Again we sell the award winning steakn mushroom pie unbaked ready for you to bake. If you freeze your pie then I recommend that you leave your pie in the fridge for 4 – 5 hours or overnight to thaw before baking. Enjoy that tantalising aroma of pastry wafting around your house.
First simply place the pie on a baking tray, brush with a little non-dairy milk to brown and pop it into a preheated oven 180* or GM 6. Your oven should be hot to avoid a soggy bottom and create a crisp texture.
Next bake for about 30 minutes, depending on your oven, until the crust is golden and the pie heated through. Inserting a thin bladed knife or skewer into the middle of the pie and placing it lightly on your hand will let you know if the centre is heated.
Finally serve and bask in the glory of baking a delicious pie and it’s totally vegan!
Serve and bask in the glory
Serve with unctuous gravy, mash and vegetable such as asparagus or mash and liquor as in the time honoured East End way. However you serve our award winning steakn mushroom pie, you will be delighted to serve this tasty treat to your family. Then revel in the accolades when serving this delicious home-made pie!
What Makes a Good Pie?
Firstly you need to have a delicious filling. We taste test our filling many times trialling different flavour combinations before deciding on THE one.

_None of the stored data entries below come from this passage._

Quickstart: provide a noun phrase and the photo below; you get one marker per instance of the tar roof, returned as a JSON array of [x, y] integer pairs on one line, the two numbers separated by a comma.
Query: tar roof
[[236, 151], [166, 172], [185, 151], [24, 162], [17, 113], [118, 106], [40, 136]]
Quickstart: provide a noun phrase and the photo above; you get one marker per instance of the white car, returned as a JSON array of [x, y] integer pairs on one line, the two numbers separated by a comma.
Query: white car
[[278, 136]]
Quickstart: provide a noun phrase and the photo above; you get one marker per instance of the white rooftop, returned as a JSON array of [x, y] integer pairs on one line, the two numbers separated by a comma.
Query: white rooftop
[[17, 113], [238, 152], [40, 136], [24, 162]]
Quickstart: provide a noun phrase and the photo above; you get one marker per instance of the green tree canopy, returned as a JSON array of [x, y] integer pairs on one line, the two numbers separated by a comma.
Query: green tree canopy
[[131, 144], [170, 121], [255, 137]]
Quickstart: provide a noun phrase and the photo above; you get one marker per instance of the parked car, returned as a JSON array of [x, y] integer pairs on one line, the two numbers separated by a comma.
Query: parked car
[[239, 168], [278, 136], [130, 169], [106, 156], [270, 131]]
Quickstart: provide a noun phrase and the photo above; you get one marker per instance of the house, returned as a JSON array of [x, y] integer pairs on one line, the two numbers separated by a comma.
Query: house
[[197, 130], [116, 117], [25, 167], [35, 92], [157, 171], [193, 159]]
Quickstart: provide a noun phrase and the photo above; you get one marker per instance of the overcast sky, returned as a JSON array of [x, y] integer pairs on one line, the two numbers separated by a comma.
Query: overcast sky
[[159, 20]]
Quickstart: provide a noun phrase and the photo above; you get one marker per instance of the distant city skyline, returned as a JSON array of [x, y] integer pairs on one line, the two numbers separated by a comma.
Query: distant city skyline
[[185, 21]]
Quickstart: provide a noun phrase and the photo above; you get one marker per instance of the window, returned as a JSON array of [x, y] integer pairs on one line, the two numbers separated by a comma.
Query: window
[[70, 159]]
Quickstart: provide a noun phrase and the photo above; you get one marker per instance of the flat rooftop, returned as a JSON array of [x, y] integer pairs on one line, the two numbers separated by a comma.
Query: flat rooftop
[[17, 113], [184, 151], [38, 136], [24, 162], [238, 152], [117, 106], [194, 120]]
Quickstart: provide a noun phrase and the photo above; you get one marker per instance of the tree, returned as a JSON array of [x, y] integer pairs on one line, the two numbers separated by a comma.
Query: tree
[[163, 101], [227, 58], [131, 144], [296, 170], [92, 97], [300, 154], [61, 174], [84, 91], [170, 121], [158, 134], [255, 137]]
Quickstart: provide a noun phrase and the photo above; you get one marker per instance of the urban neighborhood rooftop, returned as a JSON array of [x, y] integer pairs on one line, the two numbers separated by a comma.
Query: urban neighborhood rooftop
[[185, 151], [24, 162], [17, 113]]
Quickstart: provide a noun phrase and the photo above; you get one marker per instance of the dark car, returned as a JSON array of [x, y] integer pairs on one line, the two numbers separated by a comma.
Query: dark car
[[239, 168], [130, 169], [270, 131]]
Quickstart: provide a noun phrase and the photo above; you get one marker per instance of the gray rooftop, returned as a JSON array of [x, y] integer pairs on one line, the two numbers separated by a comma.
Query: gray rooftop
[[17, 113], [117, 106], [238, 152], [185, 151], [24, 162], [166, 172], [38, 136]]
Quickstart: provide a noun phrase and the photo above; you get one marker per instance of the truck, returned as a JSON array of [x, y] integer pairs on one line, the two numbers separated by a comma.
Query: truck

Next its the pastry. We often receive comments on how light and crisp our pastry is. We line our pastry case with just the right thickness of pastry. If the pastry is too thin then the pie will not hold together when cut: too thick then you loose the delicious mouthfeel.
Then the amount of filling is crucial. Too little and you end up with a gap between your filling and the pastry lid. That gap can mean a gap in filling your tummy. We pack a generous amount of filling into our pies so that even if the lid does rise up, there’s not gap in tummies.
Finally it’s the lid of the pie. Again this needs to be the right thickness to cook evenly and give that satisfaction that only a delicious pie can bring.
So we consider each element carefully and combine them to produce something delicious.
Testing our pies. Again we ask our family and friends to try our pies. We have to be confident in each element of the pie before launching it as a new line.